Trwa nagonka na prof. Bogdana Chazana, znanego i cenionego ginekologa, dyrektora Szpitala Ginekologiczno-Położniczego im. Świętej Rodziny w Warszawie.
Ginekolog odmówił przeprowadzenia aborcji chorego dziecka. Nie wskazał także kobiecie lekarza, który mógłby przeprowadzić aborcję.
Prof. Chazan tak uzasadnił swoją decyzję w rozmowie z serwisem niezalezna.pl: „Gdybym odesłał do placówki, która wykonuje aborcję, z faktycznie skierowaniem do aborcji – brałbym udział w procedurze aborcyjnej, której nie akceptuję”.
Nagonkę na ginekologa rozpętał tygodnik „Wprost”, a za nim inne media „głównego nurtu” oraz politycy, którzy domagają się ukarania lekarza.
Minister zdrowia, Bartosz Arłukowicz zapowiedział, że skieruje sprawę do Rzecznika Odpowiedzialności Zawodowej Naczelnej Izby Lekarskiej, skontroluje pracę szpitala, którym kieruje Chazan, a NFZ sprawdzi realizację zawartych kontraktów.

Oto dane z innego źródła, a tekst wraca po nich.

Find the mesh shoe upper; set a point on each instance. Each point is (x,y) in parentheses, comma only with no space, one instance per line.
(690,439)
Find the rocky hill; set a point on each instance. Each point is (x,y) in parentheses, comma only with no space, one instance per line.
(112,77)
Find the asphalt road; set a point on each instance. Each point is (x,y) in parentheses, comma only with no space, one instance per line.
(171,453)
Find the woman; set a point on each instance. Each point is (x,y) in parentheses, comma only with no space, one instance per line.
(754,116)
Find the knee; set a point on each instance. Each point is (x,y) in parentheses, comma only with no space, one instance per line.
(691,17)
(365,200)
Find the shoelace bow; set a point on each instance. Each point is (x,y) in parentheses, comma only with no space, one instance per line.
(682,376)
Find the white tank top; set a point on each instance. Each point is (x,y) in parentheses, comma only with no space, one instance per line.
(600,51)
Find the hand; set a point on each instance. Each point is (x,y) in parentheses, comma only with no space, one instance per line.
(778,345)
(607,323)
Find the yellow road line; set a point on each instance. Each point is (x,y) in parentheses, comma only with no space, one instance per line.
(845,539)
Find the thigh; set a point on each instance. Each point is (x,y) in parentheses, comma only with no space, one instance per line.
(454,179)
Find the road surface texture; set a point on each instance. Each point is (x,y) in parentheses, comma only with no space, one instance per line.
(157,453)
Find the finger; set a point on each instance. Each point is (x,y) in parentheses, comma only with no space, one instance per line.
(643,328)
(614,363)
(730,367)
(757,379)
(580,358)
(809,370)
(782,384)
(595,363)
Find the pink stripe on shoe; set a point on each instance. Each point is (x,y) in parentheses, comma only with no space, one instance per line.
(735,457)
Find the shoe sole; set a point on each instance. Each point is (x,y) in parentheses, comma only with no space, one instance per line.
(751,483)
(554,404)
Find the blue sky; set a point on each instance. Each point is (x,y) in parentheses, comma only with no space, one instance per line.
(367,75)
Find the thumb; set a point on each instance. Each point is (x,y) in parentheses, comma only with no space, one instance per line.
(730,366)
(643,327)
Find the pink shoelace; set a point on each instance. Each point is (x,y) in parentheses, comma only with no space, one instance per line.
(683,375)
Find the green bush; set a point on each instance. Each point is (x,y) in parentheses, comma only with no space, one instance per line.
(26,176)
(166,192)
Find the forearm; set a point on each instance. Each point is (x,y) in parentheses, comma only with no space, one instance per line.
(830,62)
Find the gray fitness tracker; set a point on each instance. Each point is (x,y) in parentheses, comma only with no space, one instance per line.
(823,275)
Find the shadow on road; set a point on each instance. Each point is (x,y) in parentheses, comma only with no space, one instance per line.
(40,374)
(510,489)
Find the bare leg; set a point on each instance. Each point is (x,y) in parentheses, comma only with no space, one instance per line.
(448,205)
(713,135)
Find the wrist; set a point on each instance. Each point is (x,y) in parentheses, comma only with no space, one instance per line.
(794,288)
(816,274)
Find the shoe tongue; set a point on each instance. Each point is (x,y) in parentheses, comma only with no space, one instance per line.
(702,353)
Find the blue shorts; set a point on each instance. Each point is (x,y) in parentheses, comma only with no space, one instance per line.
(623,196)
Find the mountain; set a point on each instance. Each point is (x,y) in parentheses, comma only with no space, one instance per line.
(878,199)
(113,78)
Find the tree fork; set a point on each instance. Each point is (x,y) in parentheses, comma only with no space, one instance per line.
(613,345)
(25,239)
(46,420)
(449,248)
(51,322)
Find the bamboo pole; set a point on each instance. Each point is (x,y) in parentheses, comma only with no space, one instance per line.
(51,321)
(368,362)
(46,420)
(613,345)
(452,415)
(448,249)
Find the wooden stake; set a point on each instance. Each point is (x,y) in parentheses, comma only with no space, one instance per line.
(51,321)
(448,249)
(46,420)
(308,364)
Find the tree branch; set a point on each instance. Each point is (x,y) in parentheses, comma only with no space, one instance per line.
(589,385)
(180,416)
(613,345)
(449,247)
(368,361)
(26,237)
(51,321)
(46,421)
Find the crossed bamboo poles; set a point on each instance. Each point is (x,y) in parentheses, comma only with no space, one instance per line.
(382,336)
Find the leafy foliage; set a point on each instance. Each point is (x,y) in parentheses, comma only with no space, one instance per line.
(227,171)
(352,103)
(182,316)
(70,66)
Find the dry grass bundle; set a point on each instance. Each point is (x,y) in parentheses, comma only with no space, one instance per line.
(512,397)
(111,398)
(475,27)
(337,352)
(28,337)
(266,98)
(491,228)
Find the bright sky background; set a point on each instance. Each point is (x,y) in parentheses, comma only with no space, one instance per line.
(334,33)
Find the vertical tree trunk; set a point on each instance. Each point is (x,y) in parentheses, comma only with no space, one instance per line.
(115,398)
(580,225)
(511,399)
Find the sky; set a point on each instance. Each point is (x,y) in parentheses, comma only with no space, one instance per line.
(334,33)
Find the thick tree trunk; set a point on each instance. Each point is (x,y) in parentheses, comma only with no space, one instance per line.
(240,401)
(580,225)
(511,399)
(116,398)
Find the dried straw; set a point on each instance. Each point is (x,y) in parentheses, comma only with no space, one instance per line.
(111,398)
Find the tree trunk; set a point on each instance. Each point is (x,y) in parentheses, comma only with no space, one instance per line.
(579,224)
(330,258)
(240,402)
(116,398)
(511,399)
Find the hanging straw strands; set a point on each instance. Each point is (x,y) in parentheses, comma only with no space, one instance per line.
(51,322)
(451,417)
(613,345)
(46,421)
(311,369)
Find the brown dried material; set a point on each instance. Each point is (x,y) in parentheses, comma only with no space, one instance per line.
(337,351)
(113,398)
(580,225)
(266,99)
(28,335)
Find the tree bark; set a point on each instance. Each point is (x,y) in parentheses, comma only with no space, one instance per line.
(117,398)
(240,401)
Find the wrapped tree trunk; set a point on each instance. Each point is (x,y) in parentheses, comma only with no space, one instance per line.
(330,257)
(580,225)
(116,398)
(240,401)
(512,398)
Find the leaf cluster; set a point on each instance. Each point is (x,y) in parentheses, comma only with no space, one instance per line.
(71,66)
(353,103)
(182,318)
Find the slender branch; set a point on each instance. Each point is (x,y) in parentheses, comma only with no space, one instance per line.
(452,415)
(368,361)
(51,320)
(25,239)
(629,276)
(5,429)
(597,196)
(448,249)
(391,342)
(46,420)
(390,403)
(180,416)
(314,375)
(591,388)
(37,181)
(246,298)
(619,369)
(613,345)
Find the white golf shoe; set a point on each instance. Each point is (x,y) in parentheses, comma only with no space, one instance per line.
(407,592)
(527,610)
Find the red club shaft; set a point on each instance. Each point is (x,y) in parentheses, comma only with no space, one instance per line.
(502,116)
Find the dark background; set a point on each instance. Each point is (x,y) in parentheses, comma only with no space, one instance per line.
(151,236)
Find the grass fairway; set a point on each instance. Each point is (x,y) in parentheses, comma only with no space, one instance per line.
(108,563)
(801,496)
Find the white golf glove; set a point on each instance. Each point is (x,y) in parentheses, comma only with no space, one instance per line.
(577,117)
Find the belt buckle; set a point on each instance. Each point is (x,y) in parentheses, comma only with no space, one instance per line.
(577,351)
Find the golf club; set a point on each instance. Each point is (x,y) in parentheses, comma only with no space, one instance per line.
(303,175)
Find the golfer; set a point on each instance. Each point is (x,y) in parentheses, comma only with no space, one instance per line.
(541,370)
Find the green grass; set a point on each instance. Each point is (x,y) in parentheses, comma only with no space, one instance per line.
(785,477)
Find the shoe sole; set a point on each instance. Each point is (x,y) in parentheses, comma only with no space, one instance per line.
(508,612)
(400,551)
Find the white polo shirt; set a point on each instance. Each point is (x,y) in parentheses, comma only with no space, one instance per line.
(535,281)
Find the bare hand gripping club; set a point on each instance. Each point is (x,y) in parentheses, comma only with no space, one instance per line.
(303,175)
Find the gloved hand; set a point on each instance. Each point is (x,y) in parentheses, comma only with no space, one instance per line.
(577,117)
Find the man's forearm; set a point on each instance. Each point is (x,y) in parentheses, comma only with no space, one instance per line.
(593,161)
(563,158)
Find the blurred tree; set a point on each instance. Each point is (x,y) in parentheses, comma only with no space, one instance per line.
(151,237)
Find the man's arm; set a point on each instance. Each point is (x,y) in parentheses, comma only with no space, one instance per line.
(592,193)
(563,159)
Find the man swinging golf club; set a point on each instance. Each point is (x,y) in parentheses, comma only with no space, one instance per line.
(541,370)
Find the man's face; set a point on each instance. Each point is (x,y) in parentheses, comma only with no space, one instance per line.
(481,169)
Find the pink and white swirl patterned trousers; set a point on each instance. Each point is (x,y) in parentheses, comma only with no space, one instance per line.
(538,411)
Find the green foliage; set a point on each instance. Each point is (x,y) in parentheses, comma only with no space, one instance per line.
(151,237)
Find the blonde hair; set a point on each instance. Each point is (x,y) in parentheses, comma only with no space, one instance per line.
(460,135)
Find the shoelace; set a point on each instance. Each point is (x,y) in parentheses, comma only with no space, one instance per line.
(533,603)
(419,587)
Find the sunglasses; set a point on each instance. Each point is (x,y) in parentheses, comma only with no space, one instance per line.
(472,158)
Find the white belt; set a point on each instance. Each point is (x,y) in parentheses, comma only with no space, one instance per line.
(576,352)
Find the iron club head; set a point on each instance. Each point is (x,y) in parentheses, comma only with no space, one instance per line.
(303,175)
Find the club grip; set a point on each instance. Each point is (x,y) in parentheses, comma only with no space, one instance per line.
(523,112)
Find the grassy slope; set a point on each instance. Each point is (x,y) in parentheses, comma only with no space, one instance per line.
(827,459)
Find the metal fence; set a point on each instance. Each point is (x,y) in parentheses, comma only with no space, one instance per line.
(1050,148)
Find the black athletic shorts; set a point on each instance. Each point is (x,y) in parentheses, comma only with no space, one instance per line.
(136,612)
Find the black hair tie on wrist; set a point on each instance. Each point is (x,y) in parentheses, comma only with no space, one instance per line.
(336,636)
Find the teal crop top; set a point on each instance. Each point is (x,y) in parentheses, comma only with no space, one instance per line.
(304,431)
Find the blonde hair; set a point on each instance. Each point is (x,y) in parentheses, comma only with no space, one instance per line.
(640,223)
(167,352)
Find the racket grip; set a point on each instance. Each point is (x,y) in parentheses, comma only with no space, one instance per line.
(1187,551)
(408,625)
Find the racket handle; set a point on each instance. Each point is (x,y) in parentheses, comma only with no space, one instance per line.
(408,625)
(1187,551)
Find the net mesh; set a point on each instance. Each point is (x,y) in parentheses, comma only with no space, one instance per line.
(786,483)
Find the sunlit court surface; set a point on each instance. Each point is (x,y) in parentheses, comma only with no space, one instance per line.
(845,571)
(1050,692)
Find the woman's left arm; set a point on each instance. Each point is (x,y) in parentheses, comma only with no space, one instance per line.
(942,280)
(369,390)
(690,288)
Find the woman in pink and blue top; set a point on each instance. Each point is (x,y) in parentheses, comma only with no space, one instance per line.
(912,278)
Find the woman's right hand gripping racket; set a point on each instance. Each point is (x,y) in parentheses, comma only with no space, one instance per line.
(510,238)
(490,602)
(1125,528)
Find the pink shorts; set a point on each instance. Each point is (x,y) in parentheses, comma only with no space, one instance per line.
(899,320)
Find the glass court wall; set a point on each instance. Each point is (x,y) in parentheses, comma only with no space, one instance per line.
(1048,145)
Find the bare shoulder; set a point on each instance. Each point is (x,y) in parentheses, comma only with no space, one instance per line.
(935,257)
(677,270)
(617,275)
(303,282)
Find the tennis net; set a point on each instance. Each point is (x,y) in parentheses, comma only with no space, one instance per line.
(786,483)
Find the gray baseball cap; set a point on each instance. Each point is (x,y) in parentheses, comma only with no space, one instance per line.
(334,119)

Także zastępca w resorcie zdrowia, Sławomir Neumann zapowiedział wyciągnięcie konsekwencji wobec znanego ginekologa.
Prof. Bogdan Chazan na swoją obronę porzytacza m.in. stanowisko Zgromadzenia Parlamentarnego Rady Europy z 7 października 2010 r., uchwałę 1763 ws. sprzeciwu sumienia w zawodach medycznych:
„Zgromadzenie Parlamentarne Rady Europy rekomenduje państwom członkowskim przyjęcie zasady, w myśl której żadna osoba, szpital ani instytucja nie może być zmuszona, pociągnięta do odpowiedzialności lub dyskryminowana w jakikolwiek sposób z powodu odmowy wykonania lub udzielenia pomocy przy zabiegu przerwania ciąży, wywołaniu poronienia, eutanazji lub jakiegokolwiek działania, które mogłyby spowodować śmierć ludzkiego zarodka lub płodu”.
Pytanie tylko, czy media i politycy, którzy uruchomili nagonkę na Chazana przejmują się w ogóle dokumentem Rady Europy.